Local UNLIMITED Memory Ai Agent | Ollama RAG Crash Course



AI Nuggets

Based on the provided YouTube transcript, here are the detailed instructions, CLI commands, website URLs, and tips extracted and organized in an easy-to-follow outline form:

Prerequisites

  • Python 3.11 or 3.12 installed on your PC.
  • Install Olama from their official site.

Setup

  1. Create a folder to store all of our program’s code.
  2. Open the folder in VS Code or your preferred code editor.

Install Python Libraries

  1. Create a file called requirements.txt.
  2. Copy the required libraries into requirements.txt.
  3. Open a terminal (Mac/Linux) or command prompt as admin (Windows).
  4. Run the command to install Python libraries:
    pip install -r requirements.txt  
    

Test Olama Models

  • Recommended models: Llama 3 and mixl models.
  • For mini language models: 53.
  • For larger models: llama 3 8B.

Create Assistant Script

  1. Create a file called assistant.py.
  2. Import Olama in the script.
  3. Start by writing code to prompt the language model through the local Olama API and print the AI-generated response.

Start Olama API

  • Before running Python scripts, start up the API by running any Olama model and allowing the chat app to start.

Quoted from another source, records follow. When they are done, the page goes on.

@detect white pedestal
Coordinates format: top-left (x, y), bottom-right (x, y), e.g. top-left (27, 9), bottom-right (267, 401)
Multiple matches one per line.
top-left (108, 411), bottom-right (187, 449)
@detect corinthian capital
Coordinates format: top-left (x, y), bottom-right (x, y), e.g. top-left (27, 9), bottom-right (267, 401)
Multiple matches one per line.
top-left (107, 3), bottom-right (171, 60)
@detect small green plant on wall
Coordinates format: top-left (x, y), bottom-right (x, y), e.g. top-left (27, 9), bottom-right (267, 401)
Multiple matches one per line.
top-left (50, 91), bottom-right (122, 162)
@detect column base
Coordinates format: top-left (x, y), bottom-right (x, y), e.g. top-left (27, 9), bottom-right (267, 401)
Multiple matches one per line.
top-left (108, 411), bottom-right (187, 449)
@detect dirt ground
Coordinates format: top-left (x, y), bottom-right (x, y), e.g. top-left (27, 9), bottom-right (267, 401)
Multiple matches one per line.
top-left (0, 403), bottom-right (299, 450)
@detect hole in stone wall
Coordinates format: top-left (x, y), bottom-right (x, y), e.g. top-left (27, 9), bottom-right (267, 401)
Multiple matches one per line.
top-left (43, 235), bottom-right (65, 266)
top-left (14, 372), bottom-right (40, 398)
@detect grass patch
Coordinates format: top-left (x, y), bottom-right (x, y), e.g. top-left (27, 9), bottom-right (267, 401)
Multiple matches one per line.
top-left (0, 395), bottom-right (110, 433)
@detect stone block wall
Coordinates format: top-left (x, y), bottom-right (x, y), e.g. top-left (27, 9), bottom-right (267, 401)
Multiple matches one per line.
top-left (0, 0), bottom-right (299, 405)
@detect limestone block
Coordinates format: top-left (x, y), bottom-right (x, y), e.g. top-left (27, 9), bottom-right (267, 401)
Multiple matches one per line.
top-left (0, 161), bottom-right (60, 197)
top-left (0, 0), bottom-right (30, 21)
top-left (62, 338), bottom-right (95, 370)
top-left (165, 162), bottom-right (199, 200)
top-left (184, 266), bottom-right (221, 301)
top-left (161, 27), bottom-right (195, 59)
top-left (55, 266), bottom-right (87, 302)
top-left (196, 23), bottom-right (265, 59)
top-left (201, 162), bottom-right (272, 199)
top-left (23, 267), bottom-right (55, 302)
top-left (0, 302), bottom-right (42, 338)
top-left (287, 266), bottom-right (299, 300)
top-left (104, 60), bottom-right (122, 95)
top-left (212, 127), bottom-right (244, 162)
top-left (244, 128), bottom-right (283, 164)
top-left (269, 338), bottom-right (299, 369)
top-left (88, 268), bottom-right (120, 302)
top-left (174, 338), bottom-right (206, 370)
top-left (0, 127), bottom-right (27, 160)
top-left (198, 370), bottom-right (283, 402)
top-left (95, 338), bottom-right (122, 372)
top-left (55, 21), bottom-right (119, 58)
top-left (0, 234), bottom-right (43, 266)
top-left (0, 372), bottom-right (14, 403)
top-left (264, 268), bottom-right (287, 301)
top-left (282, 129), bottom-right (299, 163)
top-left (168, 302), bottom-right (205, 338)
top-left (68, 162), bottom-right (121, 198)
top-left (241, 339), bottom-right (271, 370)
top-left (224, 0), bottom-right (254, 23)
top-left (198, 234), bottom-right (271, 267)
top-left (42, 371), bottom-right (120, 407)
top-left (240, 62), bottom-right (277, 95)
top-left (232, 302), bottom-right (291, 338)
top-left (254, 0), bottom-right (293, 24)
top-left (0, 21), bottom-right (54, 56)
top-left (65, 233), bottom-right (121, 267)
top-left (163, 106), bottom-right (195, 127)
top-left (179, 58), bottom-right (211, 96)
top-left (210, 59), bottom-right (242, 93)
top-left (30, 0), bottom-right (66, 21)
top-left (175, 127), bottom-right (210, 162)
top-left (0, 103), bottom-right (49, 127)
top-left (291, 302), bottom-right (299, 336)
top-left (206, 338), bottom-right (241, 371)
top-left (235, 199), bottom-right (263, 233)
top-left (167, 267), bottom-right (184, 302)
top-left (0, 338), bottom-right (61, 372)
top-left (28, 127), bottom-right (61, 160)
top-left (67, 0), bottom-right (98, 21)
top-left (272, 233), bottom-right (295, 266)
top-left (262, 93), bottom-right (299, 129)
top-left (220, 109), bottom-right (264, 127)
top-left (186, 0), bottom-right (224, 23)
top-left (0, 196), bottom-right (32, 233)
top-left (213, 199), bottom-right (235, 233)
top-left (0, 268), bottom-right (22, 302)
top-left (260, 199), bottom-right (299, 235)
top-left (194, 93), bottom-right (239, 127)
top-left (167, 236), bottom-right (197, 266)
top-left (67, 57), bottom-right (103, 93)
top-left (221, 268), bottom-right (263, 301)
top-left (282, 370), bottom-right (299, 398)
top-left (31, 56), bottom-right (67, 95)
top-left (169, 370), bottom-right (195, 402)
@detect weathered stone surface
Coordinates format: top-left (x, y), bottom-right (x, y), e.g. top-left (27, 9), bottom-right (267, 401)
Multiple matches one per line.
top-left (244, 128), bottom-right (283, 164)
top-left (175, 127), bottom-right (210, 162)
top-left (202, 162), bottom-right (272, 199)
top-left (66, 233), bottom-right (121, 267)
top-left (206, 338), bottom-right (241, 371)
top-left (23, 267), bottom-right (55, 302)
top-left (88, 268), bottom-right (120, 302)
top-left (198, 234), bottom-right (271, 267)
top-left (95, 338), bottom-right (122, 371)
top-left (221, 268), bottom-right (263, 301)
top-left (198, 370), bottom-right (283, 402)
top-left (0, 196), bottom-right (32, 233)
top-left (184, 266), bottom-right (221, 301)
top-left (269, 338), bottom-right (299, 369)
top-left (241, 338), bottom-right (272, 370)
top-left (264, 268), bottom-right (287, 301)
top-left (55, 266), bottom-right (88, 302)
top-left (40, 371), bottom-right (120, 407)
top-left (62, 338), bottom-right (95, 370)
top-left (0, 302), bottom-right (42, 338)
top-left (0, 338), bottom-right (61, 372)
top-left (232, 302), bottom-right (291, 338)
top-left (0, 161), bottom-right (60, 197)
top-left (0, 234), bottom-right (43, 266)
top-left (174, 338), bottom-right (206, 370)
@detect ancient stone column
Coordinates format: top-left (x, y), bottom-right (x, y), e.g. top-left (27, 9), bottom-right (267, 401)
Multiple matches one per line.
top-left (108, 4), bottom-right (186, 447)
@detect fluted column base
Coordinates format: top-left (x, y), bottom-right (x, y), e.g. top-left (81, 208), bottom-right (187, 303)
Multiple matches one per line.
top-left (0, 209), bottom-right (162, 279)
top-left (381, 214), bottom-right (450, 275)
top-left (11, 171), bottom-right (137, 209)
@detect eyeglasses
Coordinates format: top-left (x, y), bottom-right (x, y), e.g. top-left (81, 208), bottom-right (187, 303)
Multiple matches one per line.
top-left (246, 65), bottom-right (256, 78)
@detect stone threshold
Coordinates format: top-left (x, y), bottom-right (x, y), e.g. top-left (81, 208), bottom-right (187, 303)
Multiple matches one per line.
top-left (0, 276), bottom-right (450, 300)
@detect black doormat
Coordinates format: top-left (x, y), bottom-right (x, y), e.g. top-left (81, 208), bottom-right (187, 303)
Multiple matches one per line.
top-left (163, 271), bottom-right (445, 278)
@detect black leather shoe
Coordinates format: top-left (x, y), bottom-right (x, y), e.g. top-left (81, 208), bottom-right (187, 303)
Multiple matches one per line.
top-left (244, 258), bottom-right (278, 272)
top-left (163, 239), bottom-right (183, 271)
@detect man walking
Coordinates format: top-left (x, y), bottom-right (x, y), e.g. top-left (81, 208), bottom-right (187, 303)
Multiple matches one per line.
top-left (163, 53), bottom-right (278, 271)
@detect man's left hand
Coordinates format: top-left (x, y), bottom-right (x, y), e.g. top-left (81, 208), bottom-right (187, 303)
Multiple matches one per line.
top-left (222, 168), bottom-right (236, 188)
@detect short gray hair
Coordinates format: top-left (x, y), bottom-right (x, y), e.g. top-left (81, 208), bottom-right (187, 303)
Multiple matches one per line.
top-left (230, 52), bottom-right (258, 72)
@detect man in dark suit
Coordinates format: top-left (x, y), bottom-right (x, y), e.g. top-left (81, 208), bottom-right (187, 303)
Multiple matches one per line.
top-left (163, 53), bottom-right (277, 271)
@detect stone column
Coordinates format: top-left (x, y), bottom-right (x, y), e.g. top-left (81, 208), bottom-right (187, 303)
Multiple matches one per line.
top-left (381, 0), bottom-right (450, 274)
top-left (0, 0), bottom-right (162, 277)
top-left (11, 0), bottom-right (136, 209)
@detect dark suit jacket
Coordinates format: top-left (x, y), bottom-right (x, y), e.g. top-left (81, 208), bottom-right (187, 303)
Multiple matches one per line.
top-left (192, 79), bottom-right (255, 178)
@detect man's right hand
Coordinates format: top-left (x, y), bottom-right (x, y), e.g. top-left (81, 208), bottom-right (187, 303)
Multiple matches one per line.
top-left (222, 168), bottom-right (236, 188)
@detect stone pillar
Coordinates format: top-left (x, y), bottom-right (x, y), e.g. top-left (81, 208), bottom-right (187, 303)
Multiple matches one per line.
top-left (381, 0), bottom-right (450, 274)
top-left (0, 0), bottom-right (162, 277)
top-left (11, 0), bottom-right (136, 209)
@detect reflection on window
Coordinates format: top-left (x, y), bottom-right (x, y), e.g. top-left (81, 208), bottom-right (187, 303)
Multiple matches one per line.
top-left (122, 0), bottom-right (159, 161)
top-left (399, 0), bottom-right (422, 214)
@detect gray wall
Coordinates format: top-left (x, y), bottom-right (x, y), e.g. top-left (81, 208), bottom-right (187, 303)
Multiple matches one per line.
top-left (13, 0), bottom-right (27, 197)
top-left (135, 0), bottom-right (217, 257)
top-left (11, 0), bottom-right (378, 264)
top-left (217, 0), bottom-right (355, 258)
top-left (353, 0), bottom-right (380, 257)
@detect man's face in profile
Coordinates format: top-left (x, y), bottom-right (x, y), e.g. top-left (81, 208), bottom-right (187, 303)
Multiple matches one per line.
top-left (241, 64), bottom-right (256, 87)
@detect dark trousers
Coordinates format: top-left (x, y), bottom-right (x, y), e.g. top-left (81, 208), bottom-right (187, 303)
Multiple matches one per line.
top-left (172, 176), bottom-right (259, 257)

Make Program Conversational

  1. Create a while true loop for continuous interaction.
  2. Request input from the user and append it to the conversation list.
  3. Call Olama’s chat function and print the response.

Implement Streaming Response

  1. Define a function called stream_response to reduce latency.
  2. Use a for loop to print the streamed response.

Create Vector Embeddings

  1. Download the Olama nomic embed text embedding model.
  2. Import chroma DB to use as the vector database.
  3. Create a list of sample prompt responses.
  4. Define a function called create_vector_db to create a vector database from conversations.

Set Up Postgres SQL Database

  1. Install Postgres SQL for your operating system.
  2. Create a superuser for the database.
  3. Create a database named memory_agent.
  4. Set up a table called conversations to store messages and responses.

Store and Retrieve Conversations

  1. Define functions connect_db and fetch_conversations to interact with the Postgres database.
  2. Store The Prompt responses in the SQL database after each response is generated.

Improve Retrieval System

  1. Define a function called create_queries to generate a list of queries for context retrieval.
  2. Use multi-shot learning to teach the language model to respond correctly.
  3. Define retrieve_embeddings to retrieve the most relevant embeddings for each query.
  4. Implement a function classify_embeddings to classify the relevancy of each retrieved context.

Add User Experience Features

  1. Add a loading bar using the tqdm library.
  2. Implement /recall, /forget, and /memorize commands to control memory storage and retrieval.
  3. Colorize print statements using the colorama library.

Final Steps

  • Run the program and interact with your local AI agent.

Note: The exact URLs for downloading Olama or any other specific resources were not provided in the transcript. The instructions above are based on the actions described in the transcript.